Thank you, Veronica, for a gentle and encouraging response. You’re reaching out, I see, in wondering aloud what and how you (currently a TU student) can better love your lgbt friends (some of whom are also there on campus?). You can identify a starting point in joining the wider discussion of sexuality through the on-campus group Choros. Do take the first step, I encourage you. Often in life we’re given only a candle or a pocket flashlight, no miner’s headlamp to see far ahead down the path. We have to make do taking one step at a time, moving forward, finding purchase for our foot, first one, then the other. There will be more steps, of course, but we have to take the one in front of us first.

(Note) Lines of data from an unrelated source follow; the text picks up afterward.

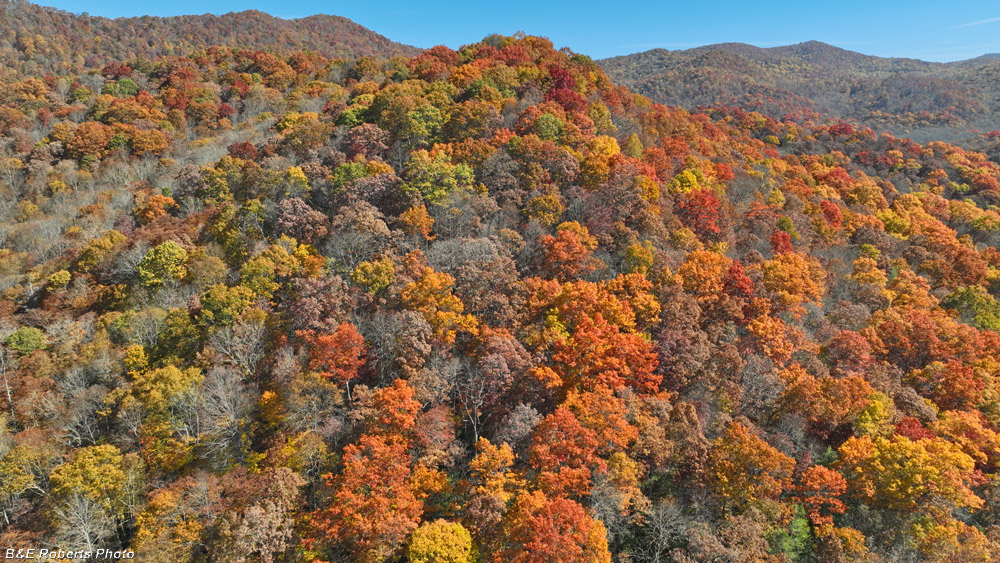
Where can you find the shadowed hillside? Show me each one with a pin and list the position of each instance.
(814, 80)
(38, 39)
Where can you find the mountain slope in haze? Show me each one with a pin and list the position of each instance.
(814, 80)
(38, 39)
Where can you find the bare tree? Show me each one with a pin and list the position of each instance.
(243, 344)
(81, 523)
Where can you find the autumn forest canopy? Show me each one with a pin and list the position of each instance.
(288, 291)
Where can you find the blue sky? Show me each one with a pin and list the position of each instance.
(929, 30)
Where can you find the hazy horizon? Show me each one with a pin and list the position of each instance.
(923, 31)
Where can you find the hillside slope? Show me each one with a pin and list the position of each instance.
(485, 305)
(814, 80)
(38, 39)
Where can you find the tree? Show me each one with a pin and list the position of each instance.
(441, 542)
(373, 510)
(431, 295)
(794, 280)
(565, 455)
(26, 339)
(338, 355)
(163, 264)
(743, 469)
(600, 354)
(819, 489)
(568, 254)
(898, 473)
(540, 530)
(433, 178)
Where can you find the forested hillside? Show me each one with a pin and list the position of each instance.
(37, 40)
(483, 305)
(815, 81)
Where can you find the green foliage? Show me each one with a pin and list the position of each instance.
(795, 542)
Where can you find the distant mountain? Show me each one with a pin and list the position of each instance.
(37, 39)
(820, 81)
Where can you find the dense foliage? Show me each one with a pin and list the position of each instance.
(484, 305)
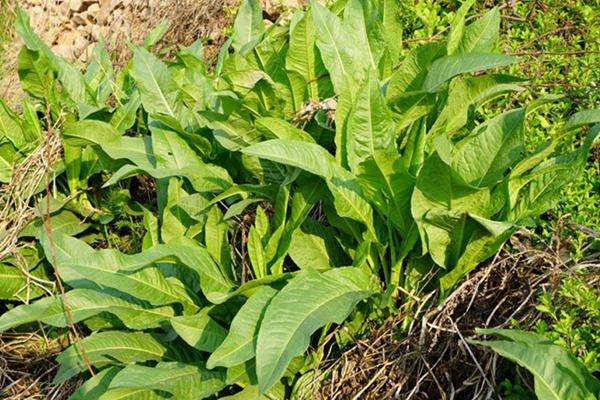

What’s your motivation, may I ask, in wanting to offer support to lgbt persons? The church I attended near campus was spooked of gay persons. “We don’t want no homos here,” I remember one person saying. To this, a church leader replied, “No, that’s not right. Let ’em come on in. We’ll sit ’em right down front and preach God’s truth to ’em, make ’em see the error of their ways, get ’em to repent and lead ’em to Jesus.” I’m sure I nodded and smiled my agreement. That’s what and how I once believed.
“The most difficult thing in the world is to know how to help someone,” said George MacDonald, or words to that effect. What we sincerely conceive of as helping may be the last thing a given person needs.
To love your gay friends better, look to your motives. Take a first step. Build your awareness. Educate yourself. Read a book or two or visit a website designed for straight allies. Ask questions. Have many more questions than answers. Be kind. Be true. Think critically. Love from your heart. Stretch your comfort zone. Speak up. And know you are doing valuable service in showing your support for people often marginalized in evangelical circles.